# NEC 2008 VS NEC 2011, which version would be most helpfull for the PE Power exam?



## ahmed2j (Dec 17, 2011)

I am taking the PE Power exam in April, i would appreciate any recommendation regarding which

NEC code/handbook version would be best for the exam, 2008 or 2011?

thank you in advance for the help


----------



## Wildsoldier PE (Dec 17, 2011)

When i took the exam in October 2011 it was based on the 2008 electrical code. I dont know if for the april examination is going to be based on NEC 2011. Probably that something you need to check with NCEES. It look like april examination is going to be base on NEC 2008 since the study material from NCEES for power haven't change.


----------



## PE.MA.ELEC (Dec 17, 2011)

I would def check with NCEES. I read somewhere on those procedure/information sheets for the exam, that the code to be used will be the one in effect the prior year. If this holds true, then I would think that exams in 2012 will be based on the 2011 NEC.


----------



## Flyer_PE (Dec 18, 2011)

^Correct. The April '12 exam will use the 2011 NEC.


----------



## dianevp (May 18, 2012)

I have the 2008 version, would that still be ok? How different is the 2011 from the 2008?


----------



## knight1fox3 (May 18, 2012)

dianevp said:


> I have the 2008 version, would that still be ok? How different is the 2011 from the 2008?


This might be helpful:

[media]http://www.youtube.com/watch?v=B66xkFCiH_Q

In my opinion, I feel it best to have the latest and greatest version that the exam is based around. However I can also understand the added expense of buying the new when you already have the previous version.


----------



## willsee (May 18, 2012)

Get the 2011 version. Since you are just looking up code answers their could be changes that would cause you to miss a question.

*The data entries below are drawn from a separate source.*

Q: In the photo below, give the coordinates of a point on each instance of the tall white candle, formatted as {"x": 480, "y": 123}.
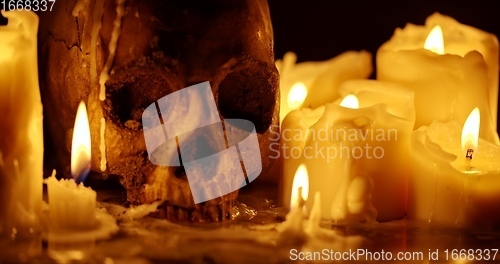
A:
{"x": 21, "y": 140}
{"x": 314, "y": 83}
{"x": 72, "y": 206}
{"x": 353, "y": 155}
{"x": 445, "y": 188}
{"x": 451, "y": 71}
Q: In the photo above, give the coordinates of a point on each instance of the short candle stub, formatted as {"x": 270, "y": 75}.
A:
{"x": 468, "y": 159}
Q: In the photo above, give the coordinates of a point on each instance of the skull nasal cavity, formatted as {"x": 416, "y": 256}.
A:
{"x": 249, "y": 94}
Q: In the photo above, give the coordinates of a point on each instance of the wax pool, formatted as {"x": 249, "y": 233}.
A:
{"x": 21, "y": 140}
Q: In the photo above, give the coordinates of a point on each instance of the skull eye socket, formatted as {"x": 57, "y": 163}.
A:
{"x": 246, "y": 94}
{"x": 128, "y": 95}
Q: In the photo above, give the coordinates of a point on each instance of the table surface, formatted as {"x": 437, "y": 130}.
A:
{"x": 252, "y": 238}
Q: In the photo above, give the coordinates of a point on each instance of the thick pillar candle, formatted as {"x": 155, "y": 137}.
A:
{"x": 21, "y": 140}
{"x": 443, "y": 190}
{"x": 447, "y": 86}
{"x": 312, "y": 84}
{"x": 353, "y": 155}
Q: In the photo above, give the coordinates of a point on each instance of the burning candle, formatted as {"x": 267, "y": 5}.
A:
{"x": 292, "y": 230}
{"x": 72, "y": 205}
{"x": 454, "y": 176}
{"x": 347, "y": 149}
{"x": 312, "y": 84}
{"x": 451, "y": 67}
{"x": 21, "y": 143}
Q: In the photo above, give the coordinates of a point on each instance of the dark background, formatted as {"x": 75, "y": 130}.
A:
{"x": 320, "y": 30}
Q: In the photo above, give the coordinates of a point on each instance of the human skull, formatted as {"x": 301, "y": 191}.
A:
{"x": 163, "y": 46}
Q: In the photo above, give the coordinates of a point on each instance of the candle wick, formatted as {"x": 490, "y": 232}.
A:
{"x": 468, "y": 159}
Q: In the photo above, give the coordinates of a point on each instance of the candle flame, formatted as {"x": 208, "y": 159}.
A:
{"x": 297, "y": 95}
{"x": 350, "y": 101}
{"x": 80, "y": 147}
{"x": 470, "y": 132}
{"x": 434, "y": 41}
{"x": 300, "y": 180}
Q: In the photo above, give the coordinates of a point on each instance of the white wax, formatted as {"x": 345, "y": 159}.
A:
{"x": 447, "y": 87}
{"x": 21, "y": 140}
{"x": 71, "y": 206}
{"x": 320, "y": 78}
{"x": 353, "y": 155}
{"x": 442, "y": 191}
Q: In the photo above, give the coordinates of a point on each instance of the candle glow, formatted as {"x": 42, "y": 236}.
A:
{"x": 297, "y": 95}
{"x": 470, "y": 132}
{"x": 434, "y": 41}
{"x": 350, "y": 101}
{"x": 300, "y": 181}
{"x": 80, "y": 147}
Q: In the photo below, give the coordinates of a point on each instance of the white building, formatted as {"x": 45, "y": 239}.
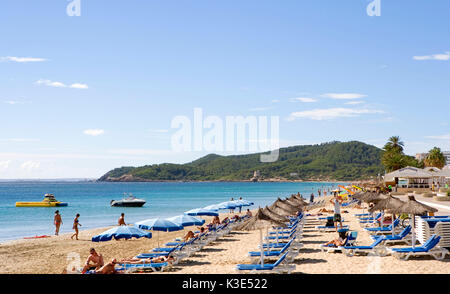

I was using 2011 while I was studying and one of the practice questions (NCEES maybe) the part of the code needed was taken out in the 2011 version


----------



## stinkycheese (May 21, 2012)

The original post was for last months' exam, but for future test-takers: definitely get the 2011. It's stressful enough during the exam just finding all the arcane bits of NEC that are relevant to these questions, and after a few minutes of page flipping you don't want the nagging feeling of "maybe this is all for nothing and it changed for 2011..."


----------